We also have a role to play in terms of small and medium enterprises (SMEs). On infrastructure side, we are talking with Guaranco and Infracredit so that they can provide the necessary guarantee.
Investment in infrastructure is one of the riskiest areas of investment. For anybody to be comfortable to invest in those areas, the areas needed to be de-risked so that the level of risk investors will put in is less. Part of ways and means of de-risking an area is by providing a guarantee.
We are discussing with Guaranco and Infracredit to come to the country and provide some of the guarantees that will create a lot of activities in infrastructure.
We are talking with them to see ways and means they can extend such guarantee to SMEs because everywhere in the world, SMEs are the largest employers of labour. We need to extend the growth and development of our SMEs.
Most of them are not in the best of conditions. By the time the Guaranco and Infracredit are able to see the need to extend such credit to SMEs, it would help a lot. We are also discussing with private and equity funds and venture capital so that they can identify some of these SMEs that require funding.
They can enter those companies and provide them assistance they need so that those companies can be restructured and put in to operational level. We believe that the recovery programme of government will easily be achieved.
We are also looking at agriculture side, which is also in line with government policy. We believe that the best way to address agriculture is to have a thriving commodity exchange.
With a commodity exchange, a farmer will be able to get a better price for his goods and ensure price recovery. We are happy that the Nigerian Sovereign Investment Authority (NSIA) has agreed to invest in the Nigeria Commodity Exchange (NCX).
The intention is, once they invest and restructure the company, it will be easy for any investor to come in. We also encourage the establishment of AFEX, which is a private commodity exchange. We believe the role we’ve been playing in commodity exchange will certainly complement government’s effort in reviving the economy.
What is the state of unclaimed dividends and progress made in respect of National Investors’ Trust Fund?
From records we received from the Registrars as of end of last February, the total unclaimed dividends is about N117 billion. Currently, our staffers are with Registrars to actually verify this claim. We are also pushing for the establishment of National Investors’ Trust Fund to address some of the complaints of unclaimed dividend.
The reason for establishing it is, first, we don’t think the provision in Company and Allied Matters Act (CAMA) that states that any dividend that is more than 12 years become status bar.
It only states status bar, it didn’t state where those monies would be reverted. Secondly; there is no country in the world that has a law saying after 12 years you cannot claim your dividend.

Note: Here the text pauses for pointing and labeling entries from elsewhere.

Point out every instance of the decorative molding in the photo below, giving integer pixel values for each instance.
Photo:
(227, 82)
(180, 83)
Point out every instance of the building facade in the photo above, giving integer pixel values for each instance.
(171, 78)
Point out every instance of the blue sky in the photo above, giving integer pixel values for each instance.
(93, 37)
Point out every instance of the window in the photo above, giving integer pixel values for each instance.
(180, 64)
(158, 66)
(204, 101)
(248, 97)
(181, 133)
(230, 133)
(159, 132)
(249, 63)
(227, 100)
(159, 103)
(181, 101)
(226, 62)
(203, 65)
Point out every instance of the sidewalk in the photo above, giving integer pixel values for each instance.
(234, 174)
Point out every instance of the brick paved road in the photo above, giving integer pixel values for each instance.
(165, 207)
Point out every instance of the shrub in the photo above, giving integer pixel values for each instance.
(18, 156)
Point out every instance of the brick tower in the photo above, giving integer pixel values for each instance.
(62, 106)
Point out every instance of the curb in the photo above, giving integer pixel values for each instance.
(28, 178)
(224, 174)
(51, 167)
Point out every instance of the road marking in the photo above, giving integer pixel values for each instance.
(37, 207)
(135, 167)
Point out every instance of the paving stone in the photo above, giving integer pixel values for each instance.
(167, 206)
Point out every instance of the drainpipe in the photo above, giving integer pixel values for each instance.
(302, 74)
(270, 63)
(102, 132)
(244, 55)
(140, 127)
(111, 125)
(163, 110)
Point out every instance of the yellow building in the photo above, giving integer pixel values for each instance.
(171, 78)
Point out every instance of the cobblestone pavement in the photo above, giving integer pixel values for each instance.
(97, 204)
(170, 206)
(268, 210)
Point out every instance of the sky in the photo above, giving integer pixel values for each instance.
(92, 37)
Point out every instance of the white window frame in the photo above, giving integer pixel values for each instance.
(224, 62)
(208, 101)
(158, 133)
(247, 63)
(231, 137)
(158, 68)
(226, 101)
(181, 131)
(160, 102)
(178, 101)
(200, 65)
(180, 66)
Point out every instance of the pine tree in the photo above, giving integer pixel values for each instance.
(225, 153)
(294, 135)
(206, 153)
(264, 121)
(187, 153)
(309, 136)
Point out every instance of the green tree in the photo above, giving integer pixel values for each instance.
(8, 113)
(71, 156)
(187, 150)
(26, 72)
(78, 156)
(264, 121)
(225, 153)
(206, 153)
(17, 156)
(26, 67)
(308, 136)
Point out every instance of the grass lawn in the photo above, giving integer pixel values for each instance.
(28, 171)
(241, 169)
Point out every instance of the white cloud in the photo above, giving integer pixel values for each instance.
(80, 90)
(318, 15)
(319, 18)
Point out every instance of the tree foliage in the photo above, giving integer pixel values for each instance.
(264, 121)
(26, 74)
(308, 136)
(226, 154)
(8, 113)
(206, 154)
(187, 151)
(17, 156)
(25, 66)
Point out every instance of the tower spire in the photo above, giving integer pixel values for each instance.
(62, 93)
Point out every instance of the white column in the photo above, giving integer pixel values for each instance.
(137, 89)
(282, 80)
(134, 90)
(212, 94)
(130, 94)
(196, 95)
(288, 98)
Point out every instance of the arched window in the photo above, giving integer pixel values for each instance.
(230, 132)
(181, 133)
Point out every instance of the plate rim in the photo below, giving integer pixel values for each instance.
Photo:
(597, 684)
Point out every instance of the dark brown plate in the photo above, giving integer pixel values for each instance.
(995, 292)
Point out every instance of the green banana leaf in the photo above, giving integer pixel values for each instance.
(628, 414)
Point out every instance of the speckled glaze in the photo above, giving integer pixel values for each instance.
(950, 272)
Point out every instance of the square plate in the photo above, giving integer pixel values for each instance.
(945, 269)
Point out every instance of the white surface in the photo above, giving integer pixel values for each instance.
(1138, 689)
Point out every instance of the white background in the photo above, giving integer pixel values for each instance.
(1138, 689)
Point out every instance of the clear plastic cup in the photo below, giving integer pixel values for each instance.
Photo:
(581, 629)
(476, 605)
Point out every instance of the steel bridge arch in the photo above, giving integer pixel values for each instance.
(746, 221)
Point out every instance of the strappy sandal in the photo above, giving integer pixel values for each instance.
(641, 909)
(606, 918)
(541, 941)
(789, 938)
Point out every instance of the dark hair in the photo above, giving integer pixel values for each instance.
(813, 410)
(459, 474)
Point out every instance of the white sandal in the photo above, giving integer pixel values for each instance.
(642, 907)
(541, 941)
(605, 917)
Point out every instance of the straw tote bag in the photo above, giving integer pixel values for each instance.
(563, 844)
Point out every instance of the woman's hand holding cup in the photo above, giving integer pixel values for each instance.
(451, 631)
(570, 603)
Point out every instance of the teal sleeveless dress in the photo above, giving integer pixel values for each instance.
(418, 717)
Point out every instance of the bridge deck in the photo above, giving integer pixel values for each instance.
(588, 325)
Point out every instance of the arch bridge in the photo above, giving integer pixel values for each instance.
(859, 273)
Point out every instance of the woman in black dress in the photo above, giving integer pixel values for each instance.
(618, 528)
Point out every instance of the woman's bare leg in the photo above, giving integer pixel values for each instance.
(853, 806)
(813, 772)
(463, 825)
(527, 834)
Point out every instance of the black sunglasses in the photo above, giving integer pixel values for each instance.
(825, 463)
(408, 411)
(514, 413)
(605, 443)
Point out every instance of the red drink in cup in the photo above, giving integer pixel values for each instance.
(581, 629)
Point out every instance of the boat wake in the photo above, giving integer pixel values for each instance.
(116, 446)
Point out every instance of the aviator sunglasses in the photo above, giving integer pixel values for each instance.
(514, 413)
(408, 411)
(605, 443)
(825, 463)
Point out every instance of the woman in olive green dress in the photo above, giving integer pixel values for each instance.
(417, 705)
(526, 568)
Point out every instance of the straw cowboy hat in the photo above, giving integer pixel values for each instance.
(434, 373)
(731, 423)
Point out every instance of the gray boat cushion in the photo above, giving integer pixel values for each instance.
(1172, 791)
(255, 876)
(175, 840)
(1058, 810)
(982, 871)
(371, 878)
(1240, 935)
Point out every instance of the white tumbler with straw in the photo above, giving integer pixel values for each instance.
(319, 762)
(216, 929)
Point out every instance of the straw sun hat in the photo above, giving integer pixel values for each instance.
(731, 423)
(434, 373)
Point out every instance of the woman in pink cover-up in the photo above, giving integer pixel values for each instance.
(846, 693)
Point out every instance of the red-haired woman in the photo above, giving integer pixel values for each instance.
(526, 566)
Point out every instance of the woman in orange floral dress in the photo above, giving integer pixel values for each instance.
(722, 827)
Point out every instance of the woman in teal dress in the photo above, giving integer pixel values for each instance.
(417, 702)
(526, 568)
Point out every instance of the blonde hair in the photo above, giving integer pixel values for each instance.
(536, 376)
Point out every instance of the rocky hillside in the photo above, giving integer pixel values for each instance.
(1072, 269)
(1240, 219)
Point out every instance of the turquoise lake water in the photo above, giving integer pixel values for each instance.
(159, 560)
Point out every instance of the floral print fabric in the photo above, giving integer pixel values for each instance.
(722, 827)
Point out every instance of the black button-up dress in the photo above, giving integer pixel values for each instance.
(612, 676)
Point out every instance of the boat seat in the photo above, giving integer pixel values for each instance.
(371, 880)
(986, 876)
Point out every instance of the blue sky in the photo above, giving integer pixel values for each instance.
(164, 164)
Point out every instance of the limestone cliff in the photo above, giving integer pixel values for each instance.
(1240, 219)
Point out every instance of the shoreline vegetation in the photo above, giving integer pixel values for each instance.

We believe that after 13/14 years once someone can come with genuine documents to proof that he/she is the genuine owner of that document or is a beneficiary of that dividend, we believe that person should be able to own and claim those dividends. So, the whole thrust about unclaimed dividend trust fund, is first to ensure there is transparency.
You can clearly see how much of dividend declared has been moved into the trust fund. Secondly, is for market to also enjoy the liquidity. As it is now, based on the provisions of the law, once any dividend has been declared and has not been claimed after 15 months, the law says it should be reverted to the company.
The law also went on to say that the company should now invest the dividend outside its business and when it is 15, 12 years, it becomes status bar. Like I said, the law didn’t say where that dividend should be reverted.
With the trust fund, the moment it is 15 months of payment, it should go to that trust fund. Let me clarify that the trust fund is not going to be managed by SEC. It’s not a SEC trust fund, but strictly a market wide trust fund and that is why we had presentation from SEC, Ministry of Finance, from shareholders associations and from other stakeholders’ groups.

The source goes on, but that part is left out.